SCALENE also report the copy volume for each line, which is done by sampling, interposes memcpy
and triggers a signal when a threshold number of bytes have been copied. The copying is usually preceded by an allocation of the same size then a deallocation.
Results and evaluation was done on a MacBook Pro. This below table investigates the portability of this SCALENE profiler to other languages.

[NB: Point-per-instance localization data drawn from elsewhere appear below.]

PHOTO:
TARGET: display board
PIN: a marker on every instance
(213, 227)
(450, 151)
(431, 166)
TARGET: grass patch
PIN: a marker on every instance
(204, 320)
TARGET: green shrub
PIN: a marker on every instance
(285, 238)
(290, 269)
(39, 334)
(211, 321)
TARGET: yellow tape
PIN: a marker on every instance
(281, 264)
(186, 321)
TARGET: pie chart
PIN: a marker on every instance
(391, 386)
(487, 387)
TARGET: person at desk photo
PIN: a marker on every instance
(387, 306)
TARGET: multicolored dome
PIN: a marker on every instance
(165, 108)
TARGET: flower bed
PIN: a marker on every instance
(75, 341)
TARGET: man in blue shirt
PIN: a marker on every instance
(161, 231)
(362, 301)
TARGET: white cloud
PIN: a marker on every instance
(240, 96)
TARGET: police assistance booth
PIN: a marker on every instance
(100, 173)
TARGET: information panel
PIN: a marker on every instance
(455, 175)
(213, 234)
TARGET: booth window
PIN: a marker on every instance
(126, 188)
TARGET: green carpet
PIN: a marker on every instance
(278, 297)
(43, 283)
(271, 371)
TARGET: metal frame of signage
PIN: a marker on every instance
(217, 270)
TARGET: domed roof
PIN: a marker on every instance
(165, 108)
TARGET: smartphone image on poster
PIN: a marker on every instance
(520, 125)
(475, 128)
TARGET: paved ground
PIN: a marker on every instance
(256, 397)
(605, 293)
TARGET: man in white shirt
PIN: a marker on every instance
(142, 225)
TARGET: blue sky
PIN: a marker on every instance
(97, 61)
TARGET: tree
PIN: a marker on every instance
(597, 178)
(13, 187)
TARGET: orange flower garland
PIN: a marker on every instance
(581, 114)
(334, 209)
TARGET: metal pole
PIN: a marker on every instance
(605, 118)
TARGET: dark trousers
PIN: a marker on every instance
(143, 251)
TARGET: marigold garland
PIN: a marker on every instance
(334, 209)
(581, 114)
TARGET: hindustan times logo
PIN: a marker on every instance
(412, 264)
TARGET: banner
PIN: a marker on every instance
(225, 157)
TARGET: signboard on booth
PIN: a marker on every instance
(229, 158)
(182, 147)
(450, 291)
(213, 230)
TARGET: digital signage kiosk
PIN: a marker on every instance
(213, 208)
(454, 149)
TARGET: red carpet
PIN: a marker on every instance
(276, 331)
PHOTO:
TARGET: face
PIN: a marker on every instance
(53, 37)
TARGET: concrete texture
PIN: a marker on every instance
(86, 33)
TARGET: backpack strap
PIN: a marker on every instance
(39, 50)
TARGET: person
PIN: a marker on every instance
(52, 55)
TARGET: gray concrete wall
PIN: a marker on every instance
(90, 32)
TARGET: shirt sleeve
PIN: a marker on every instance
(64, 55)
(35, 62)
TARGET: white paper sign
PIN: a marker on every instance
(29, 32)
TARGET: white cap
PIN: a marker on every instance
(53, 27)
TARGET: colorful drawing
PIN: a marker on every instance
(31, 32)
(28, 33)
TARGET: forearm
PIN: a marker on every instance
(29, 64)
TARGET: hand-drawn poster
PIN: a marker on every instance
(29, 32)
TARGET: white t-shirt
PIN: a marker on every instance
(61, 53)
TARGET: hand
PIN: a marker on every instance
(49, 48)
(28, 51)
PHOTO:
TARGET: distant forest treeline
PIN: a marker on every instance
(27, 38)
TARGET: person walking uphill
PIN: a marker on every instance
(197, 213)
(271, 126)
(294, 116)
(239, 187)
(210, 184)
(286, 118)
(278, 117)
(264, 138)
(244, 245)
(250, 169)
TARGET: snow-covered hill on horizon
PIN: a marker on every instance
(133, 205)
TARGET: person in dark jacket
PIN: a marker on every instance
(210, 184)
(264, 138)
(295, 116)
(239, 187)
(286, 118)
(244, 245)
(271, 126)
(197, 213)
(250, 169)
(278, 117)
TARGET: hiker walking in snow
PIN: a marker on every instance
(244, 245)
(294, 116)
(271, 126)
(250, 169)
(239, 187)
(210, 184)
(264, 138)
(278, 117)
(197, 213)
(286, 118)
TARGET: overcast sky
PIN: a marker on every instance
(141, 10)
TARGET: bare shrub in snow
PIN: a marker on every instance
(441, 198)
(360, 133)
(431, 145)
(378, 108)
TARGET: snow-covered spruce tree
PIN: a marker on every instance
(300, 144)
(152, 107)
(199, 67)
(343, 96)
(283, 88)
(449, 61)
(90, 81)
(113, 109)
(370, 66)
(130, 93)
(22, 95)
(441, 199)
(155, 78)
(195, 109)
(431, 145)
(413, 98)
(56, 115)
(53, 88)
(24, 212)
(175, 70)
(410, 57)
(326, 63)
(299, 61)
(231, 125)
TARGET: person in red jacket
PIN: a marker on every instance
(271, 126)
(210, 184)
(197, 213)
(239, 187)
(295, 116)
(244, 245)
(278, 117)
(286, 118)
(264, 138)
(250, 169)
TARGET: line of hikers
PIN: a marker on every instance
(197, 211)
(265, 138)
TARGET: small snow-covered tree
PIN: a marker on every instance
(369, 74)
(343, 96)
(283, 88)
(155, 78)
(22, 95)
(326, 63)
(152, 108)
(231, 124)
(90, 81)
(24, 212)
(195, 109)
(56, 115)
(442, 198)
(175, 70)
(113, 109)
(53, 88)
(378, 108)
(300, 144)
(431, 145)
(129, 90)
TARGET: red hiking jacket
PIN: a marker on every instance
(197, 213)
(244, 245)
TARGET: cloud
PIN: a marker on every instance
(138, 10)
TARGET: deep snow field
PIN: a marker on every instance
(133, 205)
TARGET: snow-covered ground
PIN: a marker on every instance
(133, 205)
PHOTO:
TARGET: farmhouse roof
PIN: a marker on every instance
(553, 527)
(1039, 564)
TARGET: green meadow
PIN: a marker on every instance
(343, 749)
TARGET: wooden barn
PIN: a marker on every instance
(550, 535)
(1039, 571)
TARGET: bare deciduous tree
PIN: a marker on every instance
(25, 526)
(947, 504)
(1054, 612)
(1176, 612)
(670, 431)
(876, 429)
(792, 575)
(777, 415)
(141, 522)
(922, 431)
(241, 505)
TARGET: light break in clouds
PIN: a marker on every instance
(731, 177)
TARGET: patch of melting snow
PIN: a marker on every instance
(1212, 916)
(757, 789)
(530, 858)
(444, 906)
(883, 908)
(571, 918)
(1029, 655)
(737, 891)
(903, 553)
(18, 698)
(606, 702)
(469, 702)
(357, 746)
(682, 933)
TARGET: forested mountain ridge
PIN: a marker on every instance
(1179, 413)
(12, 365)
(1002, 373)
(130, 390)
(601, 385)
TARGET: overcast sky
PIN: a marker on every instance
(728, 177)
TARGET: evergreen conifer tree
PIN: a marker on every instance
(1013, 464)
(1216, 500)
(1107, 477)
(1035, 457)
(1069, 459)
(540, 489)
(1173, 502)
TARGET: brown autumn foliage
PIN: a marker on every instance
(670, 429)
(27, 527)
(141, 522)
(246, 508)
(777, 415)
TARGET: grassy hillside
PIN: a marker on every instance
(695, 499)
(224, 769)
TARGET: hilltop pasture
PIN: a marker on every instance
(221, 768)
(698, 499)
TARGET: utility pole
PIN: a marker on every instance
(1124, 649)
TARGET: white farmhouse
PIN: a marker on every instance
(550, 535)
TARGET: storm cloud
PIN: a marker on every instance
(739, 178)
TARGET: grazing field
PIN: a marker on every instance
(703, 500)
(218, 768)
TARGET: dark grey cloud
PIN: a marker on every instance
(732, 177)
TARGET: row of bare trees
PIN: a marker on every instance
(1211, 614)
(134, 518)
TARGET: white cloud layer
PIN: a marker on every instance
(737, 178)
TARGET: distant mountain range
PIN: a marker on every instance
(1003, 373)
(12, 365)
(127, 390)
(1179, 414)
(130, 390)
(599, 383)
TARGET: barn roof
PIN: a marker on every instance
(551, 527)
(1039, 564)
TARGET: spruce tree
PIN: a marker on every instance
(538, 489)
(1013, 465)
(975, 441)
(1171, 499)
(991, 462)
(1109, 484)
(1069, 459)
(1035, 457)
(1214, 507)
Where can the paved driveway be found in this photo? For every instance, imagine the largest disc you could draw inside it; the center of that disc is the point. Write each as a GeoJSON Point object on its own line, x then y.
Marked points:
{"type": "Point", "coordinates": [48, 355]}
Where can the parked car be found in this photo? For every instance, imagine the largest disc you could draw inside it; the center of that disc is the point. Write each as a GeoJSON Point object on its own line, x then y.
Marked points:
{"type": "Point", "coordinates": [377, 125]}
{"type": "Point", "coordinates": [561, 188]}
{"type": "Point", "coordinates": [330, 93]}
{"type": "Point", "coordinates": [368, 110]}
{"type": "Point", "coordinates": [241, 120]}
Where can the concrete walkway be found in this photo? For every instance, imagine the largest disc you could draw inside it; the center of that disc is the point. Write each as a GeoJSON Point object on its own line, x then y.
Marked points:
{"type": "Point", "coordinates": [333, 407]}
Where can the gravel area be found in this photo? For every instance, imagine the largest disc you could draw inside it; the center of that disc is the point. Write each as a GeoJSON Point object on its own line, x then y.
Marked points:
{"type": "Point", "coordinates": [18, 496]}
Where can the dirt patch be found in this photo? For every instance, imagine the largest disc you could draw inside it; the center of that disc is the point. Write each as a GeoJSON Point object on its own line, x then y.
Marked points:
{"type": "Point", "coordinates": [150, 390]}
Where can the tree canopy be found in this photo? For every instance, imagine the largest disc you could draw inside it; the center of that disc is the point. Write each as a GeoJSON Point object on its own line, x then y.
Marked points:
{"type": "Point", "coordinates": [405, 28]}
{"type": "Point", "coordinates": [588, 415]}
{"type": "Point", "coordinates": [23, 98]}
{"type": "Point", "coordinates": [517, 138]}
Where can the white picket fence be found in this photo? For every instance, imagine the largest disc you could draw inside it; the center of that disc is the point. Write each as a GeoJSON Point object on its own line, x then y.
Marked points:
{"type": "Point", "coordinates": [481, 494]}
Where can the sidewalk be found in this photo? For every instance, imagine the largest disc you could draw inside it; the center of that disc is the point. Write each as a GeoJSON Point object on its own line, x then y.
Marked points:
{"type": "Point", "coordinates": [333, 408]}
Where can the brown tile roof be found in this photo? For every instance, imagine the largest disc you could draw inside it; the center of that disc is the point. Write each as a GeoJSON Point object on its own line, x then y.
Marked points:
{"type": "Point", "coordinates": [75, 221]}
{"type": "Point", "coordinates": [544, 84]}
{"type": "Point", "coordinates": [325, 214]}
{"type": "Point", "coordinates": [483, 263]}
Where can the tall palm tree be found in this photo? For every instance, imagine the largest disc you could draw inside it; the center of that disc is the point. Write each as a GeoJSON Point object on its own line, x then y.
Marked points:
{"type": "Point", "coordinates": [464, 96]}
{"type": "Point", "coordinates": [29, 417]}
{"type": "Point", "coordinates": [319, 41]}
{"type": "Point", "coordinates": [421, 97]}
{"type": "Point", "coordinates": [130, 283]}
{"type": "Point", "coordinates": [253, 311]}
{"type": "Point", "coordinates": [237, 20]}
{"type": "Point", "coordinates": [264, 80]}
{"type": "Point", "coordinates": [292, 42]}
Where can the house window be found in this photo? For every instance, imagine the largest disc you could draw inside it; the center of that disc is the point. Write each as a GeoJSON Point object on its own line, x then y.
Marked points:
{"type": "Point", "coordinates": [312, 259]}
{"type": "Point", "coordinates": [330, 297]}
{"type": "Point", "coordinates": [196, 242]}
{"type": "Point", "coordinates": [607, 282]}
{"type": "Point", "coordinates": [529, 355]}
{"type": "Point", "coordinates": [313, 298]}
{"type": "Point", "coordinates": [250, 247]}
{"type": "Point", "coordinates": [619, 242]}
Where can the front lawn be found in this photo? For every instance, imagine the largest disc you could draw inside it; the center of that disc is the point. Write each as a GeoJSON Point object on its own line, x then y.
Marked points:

In comparison this was benchmarked using bm_mdp
simulating battles in games, and compared to multiple other porfilers:
SCALENE full profiling in general has a 26% - 53% overhead.
Another example of use:
From the line_profiler we can clearly see that the issue is due to line 15 but the problem is like with many other profilers that we cannot analyse why easily. Using the SCALENE profile it shows that the majority of this code is in Python interpreter and the the memory usage over time is approximately 81%, which hints at a lot of allocation and deallocation of memory, specifically with num and fact. Hence, the idea would be to keep the numbers of num and fact smaller by maintaining a ratio variable rather than using num and fact separately which drops execution time by 1000 times.
Perl | TCL | Python | Lua | PHP | R | Ruby |
---|---|---|---|---|---|---|
Uses abstract-syntax tree based interpreter | stack based bytecode interpreter | Stack based bytecode interpreter | Register based interpreter. | Similar to register based interpreter | AST- based interpreter and bytecode interpreter | Originally AST but now bytecode interpreter |
Reference counting garbage collector | Reference counting garbage collector | reference counting garbage collection (can use gc module) | Relies on incremental garbage collection | Reference counting garbage collection | Relies on mark-sweep garbage collector | Incremental GC (in 2.1) |
Interpreter threads | Interpreter threads (as an extension) | Only one thread can execute in the interpreter at a time using the global interpreter lock | Has cooperative (non-preemptive threads). | Not thread safe but can enable ZTS | Single threaded | It serialises the threads through a global interpreter lock. |
Signal delivery is delayed until interpreter enters a safe which is usually between operation codes. | Not supported (available through extensions) | Signals are only delivered to the main thread and delayed until VM regains control. | Signals are delayed until the VM regains control. | Signal are delayed much longer only when the VM reaches a jump or call instruction | No support | Signals are delivered only to the main thread and delayed until interpreter returns. |
Alternatives to SCALENE for Python profiling:
- Only one is a CPU profiler, and most are less efficient,
yappi
does do CPU profiling and has different modes but does not do sampling so is much more inefficient. - They either have function or line granularity.
Argues portability but suffers from memory allocation redirection, and bytecode disassembly for other languages.
To distinguish if it is PYTHON allocation: it searches for references which begin with Py_
or _Py
which is domain specific to Python allocated objects (another limiting factor of portability)
There seems to be an application of this to other languages or more so to develop a general purpose profiler that operates across multiple different scripting languages providing features offered in SCALENE with the possibility of automatic optimisations. There is no scripting language aware profiler for the other languages and are missing features that SCALENE incorporates.
- Ruby: profilers
stackprof
does not integrate with CPU sampling, nor any scripting language aware profiling - copy volume, tracking memory usage over time, and can't simultaneously perform CPU profiling and memory tracking. - R: has a promising profiler that has feature specific profiling which attributes costs to specific language features. Would need something like a copy volume implementation to detect unnecessary allocation and deallocations.